The character James Bond was introduced in film some forty years ago. He has been portrayed by six men, each of whom has lent some idiosyncrasy or nuance to the role, but the mystique and capability of James Bond has remained virtually unchanged during his entire tenure.

There is some variety in the twenty film franchise, such as the particular make of the gadgeted car Bond drives, or the location in which he seduces women and thwarts villains with consummate poise, but it is a franchise built on durable customs. Bond is a man of remarkable success, sophistication, and wit, equipped with limitless fortune and little fear. He is as durable a masculine fantasy as any in the entire body of film. This is to say, in turn, that this fantasy has not evolved since the character’s filmic inception in 1962.

Nor has Bond suffered the effect of time. Both Sean Connery and Roger Moore inhabited the role in seven films (this includes Connery in the oft-excluded Never Say Never Again). Moore would be the elder by three years, but even in his final outing, A View to a Kill, his character exhibits few, if any of the limitations that one may presume would inhibit a man of 57 years. Each was replaced after about a decade in the role, Bond’s youth replenished while his trials and activity remain persistent. Central to this activity is the plethora of women that inhabit Bond’s universe of riskless promiscuity.
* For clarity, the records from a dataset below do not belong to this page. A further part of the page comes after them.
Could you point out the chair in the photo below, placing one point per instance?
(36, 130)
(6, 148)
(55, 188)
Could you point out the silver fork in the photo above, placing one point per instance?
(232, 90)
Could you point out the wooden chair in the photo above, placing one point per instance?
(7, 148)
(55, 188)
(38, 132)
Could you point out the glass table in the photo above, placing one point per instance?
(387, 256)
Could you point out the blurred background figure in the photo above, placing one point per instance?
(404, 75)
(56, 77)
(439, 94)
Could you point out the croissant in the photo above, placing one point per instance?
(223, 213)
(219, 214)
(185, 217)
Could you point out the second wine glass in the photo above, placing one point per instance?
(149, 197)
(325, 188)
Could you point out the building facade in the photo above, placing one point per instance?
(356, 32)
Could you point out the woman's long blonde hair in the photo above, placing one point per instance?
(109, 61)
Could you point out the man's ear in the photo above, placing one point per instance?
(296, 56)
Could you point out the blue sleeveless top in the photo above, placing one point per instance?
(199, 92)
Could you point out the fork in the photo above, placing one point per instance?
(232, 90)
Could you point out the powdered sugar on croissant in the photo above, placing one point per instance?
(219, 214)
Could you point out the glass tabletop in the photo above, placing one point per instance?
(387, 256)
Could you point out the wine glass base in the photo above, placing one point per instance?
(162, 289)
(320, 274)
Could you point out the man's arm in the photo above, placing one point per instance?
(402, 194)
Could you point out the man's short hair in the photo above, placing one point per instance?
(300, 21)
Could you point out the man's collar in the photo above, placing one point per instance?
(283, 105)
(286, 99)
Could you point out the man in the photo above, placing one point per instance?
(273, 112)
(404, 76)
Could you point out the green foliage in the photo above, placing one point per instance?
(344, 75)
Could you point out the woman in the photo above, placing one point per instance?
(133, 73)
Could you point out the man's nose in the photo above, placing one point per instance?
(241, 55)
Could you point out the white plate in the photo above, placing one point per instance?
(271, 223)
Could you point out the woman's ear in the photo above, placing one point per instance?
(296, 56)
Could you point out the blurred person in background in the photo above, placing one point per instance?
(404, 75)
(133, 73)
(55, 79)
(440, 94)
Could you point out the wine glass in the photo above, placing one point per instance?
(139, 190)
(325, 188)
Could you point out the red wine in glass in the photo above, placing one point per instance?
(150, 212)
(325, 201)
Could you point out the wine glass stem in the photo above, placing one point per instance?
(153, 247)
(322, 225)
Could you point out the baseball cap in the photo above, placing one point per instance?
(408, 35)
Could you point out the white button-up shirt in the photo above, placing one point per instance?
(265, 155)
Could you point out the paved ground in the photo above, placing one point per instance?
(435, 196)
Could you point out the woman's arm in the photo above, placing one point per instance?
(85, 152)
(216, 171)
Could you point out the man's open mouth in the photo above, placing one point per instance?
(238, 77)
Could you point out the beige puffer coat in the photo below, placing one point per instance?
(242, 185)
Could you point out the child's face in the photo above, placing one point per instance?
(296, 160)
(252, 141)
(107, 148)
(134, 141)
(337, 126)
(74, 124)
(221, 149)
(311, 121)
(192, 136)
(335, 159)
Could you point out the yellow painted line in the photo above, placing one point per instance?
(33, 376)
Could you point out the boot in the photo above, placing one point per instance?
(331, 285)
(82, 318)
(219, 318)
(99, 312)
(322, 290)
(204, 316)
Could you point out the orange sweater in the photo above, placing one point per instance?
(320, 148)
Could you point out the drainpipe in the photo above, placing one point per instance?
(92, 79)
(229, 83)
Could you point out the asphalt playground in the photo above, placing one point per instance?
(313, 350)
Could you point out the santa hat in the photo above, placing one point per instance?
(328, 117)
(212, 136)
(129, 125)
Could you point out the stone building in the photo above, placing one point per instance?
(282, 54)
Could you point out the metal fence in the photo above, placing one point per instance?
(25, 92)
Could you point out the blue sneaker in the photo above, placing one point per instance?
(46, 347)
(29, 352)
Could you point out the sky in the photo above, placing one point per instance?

The Bond Girls, notably, bear more of a progressive cultural adaptation than their suitor. They are women of an inclusive variety in their ethnicity or hair color, and some, even, are villains. At the time of this writing, the most recent Bond Girl, Jinx, was introduced in a manner identical to Honey Ryder in Dr. No. This implies a closed circle, of which Bond is the hub connected every spoke; an entire population of women available to, if not experienced by a single man.

The franchise has also borne an adaptation to political and cultural issues. In the mid-80’s, when the threat of HIV first became a paramount social concern, Bond was only explicitly tied to one woman in both The Living Daylights and Licence to Kill. This responsibility was short-lived, however, and a condom has yet to be seen in Bond’s armory of gadgets. The series’ political adaptation has been more implicit. KGB agents are numerous and expendable in a number of the films, relaying Carter and Regean-era Cold War paranoia, for example. This is not to mention the Russian (and, at least, usually foreign) accents that characterize many of Bond’s villains. But what utility the franchise has as political propaganda is not significant, because it is always secondary to the films’ more superficial concerns.

In all, and despite the villains, women, gadgets, and other ephemera that punctuate the films, the traits of the James Bond franchise are no better encapsulated than in the titillating opening credits of most any film in the series. These routinely combine visibly naked silhouettes of anonymous women with a semi-automatic weapon that intends both a literal and metaphoric interpretation.